In Matthew 5:3-12, Jesus is talking about people in the state of blessedness or happiness. The blessed are those who have achieved the ultimate goal of life. The Latin word for this happiness is beatitudo, from which we get the name “Beatitudes.”

In the other, perhaps more common, way of speaking, when we say that someone is blessed, we mean that they have received some good thing from the Lord, as in the case of Abraham or Job mentioned above. Anything good we receive from God counts as blessing in this sense.

While it’s clear that Christ wants us to prefer spiritual goods to temporal goods, material well-being is not beyond his concern. Even as Jesus rails against devotion to money and goods, he promises to meet our physical needs. “So do not worry and say, ‘What are we to eat?’ or ‘What are we to drink?’ or ‘What are we to wear?’ All these things the pagans seek. Your heavenly Father knows that you need them all. But seek first the kingdom (of God) and his righteousness, and all these things will be given you besides.” (Matthew 6:31-33)

In answering whether or not it is okay to pray for temporal goods,  St. Thomas explains that while it is not lawful to desire temporal things principally, as if the goods of the earth are our ultimate end, we can desire them as “as helps whereby we are assisted in tending towards beatitude,” since they are “means of supporting the life of the body, and are of service to us as instruments in performing acts of virtue.” He concludes that we legitimately pray for the temporal things we need for these purposes (STh. I-II q. 83 a. 6).

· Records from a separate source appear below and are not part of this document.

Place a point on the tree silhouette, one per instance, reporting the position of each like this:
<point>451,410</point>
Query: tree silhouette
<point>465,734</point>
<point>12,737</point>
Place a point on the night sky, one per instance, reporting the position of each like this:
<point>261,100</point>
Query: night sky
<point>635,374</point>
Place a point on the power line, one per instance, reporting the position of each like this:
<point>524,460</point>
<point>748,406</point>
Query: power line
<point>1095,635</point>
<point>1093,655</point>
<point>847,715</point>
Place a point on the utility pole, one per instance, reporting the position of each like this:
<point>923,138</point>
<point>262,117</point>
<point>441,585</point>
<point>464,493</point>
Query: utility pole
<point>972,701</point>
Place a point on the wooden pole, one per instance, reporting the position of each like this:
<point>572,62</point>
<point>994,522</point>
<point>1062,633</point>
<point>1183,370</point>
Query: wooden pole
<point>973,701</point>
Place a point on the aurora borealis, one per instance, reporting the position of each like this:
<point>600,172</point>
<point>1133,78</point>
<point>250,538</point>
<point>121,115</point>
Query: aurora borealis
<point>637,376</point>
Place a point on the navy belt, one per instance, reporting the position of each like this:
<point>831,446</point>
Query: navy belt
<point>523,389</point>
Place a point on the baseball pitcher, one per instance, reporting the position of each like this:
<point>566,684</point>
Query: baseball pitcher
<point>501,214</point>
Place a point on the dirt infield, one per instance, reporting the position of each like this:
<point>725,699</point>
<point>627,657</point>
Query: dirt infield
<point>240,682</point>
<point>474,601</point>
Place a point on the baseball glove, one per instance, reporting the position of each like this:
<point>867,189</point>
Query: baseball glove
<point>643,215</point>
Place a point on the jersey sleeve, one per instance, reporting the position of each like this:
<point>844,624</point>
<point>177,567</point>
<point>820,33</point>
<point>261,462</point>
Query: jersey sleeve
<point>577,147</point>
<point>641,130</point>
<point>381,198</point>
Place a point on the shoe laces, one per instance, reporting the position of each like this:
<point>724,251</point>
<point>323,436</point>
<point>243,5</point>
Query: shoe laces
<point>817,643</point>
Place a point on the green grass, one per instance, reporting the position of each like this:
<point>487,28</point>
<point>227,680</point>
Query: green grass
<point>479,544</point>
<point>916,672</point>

An answered prayer is certainly a blessing. But even if we never asked for it, every good thing ultimately comes from God (cf. Jas 1:17). In his providence, God orders everything, even the outcomes of football games. So if we have a new car, business success, or a nice house, it is because God in some way wills us to have these things. They are blessings in the second sense.

Everything a Christian does should be ordered toward life with God, the ultimate blessing. But this doesn’t mean that we shouldn’t also call the temporal goods God gives us as an aid to attaining that ultimate end a blessing. If a Christian can’t call his new car a blessing, he should sell it.